While they are old enough to be performing for AARP not the ATP, Iggy Pop and the Stooges had energy to burn and tore apart Kutsher’s Stardust Ballroom, performing the entirety of Raw Power (plus a few more key Stooges tracks) with more vigor than any other act at the festival. Here Mr. Pop slithers over some speakers.


The antidote to the standard music festival rocks the Catskills

words by Donny Kutzbach, photos by Daryl P. Brothers

The formula is simple: Convince the crème de la crème of indie, underground, hip-hop, and beyond to converge on a beatup old resort for three days, keep the capacity under 3,000 people, add some film screenings, a couple comedians, and some other events—and you’ve got yourself a festival.

Or maybe the antidote to the usual festival.

Under the care of event creator and curator Barry Hogan, All Tomorrow’s Parties—ATP for short—delivers unique festival experiences that eschew the normal cattle call of giant fields and tens of thousands of fans crammed in.

With 10 years under his belt in Britain, Hogan can now claim a third successful ATP in America following this past weekend’s event.

Kutsher’s Country Club, a once majestic kosher resort nestled in the Catskills, was actually the inspiration for the backdrop tp the film Dirty Dancing.
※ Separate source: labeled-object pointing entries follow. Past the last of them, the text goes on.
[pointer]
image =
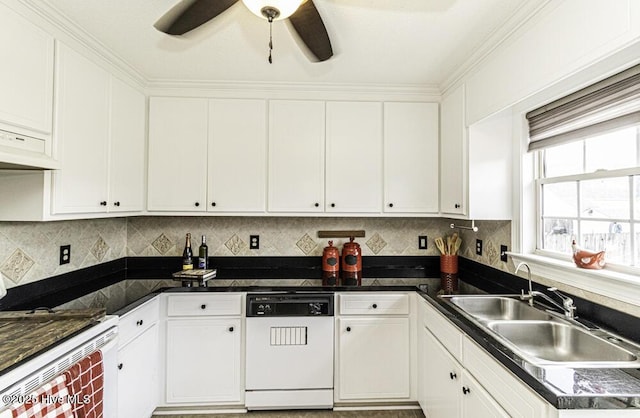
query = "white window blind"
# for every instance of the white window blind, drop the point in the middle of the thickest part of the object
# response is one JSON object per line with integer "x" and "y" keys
{"x": 610, "y": 104}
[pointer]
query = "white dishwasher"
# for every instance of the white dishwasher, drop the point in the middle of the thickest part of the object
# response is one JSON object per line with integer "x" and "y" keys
{"x": 289, "y": 359}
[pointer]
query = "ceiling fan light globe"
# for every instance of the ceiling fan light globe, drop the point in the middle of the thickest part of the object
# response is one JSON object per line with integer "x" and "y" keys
{"x": 285, "y": 7}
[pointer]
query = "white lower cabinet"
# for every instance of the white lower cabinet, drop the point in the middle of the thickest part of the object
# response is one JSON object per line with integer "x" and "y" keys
{"x": 137, "y": 376}
{"x": 363, "y": 342}
{"x": 373, "y": 354}
{"x": 204, "y": 358}
{"x": 459, "y": 379}
{"x": 138, "y": 361}
{"x": 450, "y": 391}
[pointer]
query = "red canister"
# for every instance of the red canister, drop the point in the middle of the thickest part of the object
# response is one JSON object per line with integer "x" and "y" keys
{"x": 351, "y": 264}
{"x": 330, "y": 265}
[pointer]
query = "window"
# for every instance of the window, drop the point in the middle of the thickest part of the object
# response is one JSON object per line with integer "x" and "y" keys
{"x": 588, "y": 184}
{"x": 589, "y": 190}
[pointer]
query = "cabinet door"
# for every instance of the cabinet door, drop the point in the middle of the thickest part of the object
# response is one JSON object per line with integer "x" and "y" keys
{"x": 26, "y": 76}
{"x": 476, "y": 402}
{"x": 296, "y": 156}
{"x": 137, "y": 375}
{"x": 354, "y": 157}
{"x": 203, "y": 363}
{"x": 127, "y": 148}
{"x": 82, "y": 134}
{"x": 411, "y": 157}
{"x": 373, "y": 359}
{"x": 237, "y": 155}
{"x": 177, "y": 154}
{"x": 441, "y": 383}
{"x": 453, "y": 154}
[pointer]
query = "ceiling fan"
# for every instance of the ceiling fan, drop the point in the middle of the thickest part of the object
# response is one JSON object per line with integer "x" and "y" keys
{"x": 303, "y": 15}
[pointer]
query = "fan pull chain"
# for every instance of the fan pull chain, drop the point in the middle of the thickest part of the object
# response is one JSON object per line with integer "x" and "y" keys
{"x": 270, "y": 39}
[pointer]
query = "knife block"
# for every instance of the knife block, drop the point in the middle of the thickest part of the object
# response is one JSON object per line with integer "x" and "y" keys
{"x": 449, "y": 273}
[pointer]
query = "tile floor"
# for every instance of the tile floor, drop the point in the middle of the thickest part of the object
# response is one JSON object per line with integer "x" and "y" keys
{"x": 411, "y": 413}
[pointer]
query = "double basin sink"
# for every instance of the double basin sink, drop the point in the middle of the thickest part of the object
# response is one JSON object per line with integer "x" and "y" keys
{"x": 543, "y": 338}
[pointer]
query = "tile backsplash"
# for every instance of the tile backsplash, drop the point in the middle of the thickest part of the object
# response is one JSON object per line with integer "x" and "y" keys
{"x": 29, "y": 251}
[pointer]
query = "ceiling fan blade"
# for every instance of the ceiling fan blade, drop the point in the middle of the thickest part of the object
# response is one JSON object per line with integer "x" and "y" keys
{"x": 308, "y": 23}
{"x": 189, "y": 14}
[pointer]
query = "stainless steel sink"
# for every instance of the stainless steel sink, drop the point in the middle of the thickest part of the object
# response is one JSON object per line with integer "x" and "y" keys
{"x": 490, "y": 308}
{"x": 557, "y": 342}
{"x": 543, "y": 339}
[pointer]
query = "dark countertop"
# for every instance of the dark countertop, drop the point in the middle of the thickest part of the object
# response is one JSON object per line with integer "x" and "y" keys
{"x": 564, "y": 388}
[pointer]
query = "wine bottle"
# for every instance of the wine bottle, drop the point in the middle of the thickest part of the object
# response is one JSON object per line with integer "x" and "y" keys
{"x": 187, "y": 254}
{"x": 203, "y": 254}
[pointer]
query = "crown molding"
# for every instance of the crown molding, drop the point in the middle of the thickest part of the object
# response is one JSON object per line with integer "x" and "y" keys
{"x": 528, "y": 11}
{"x": 77, "y": 34}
Now a rundown shadow of its past glory, Kutsher’s is a surreal place lost in time—perfect for ATP. It also helps that the resort’s Stardust Ballroom is a perfect size and sounding live room.

With guidance from a guest curator, the film director Jim Jarmusch, the weekend’s lineup included Iggy and the Stooges, reunited metal lords Sleep, Sonic Youth, Explosions in the Sky, Mudhoney, Papa M, Tortoise, Shellac, NEU!’s Michael Rother and friends as Hallgallo Sian Alice Group, the Greenhornes, Raekwon, GZA, the Black Angels, Wooden Shjips, Fucked Up, Hope Sandoval and the Warm Inventions, Dungen, and more.


Legendary Seattle grunge punks Mudhoney performing Superfuzz Bigmuff Plus Early Singles. Left to right: Guy Maddison, Dan Peters, Mark Arm, and Steve Turner.


Sian Ahern of Sian Alice Group in the midst of a stunning set of their indescribably unique, ethereal, atmospheric brand of rock that deservedly draws comparisons to Spiritualized, the Sugarcubes, and Cocteau Twins.


Texas instrumental rockers Explosions in the Sky delivering warm, loud, psychedelic soundtrack rock.


San Francisco’s Girls show off their gift for knackered, jangly power pop.


Complete with grim robe cloaks, too many giant stacks of amps to count, and a lot of haze, Sunn O))) & Boris present Altar—a very rare performance of their collaborative drone/doom metal masterpiece—in what proved one of ATP’s highlights.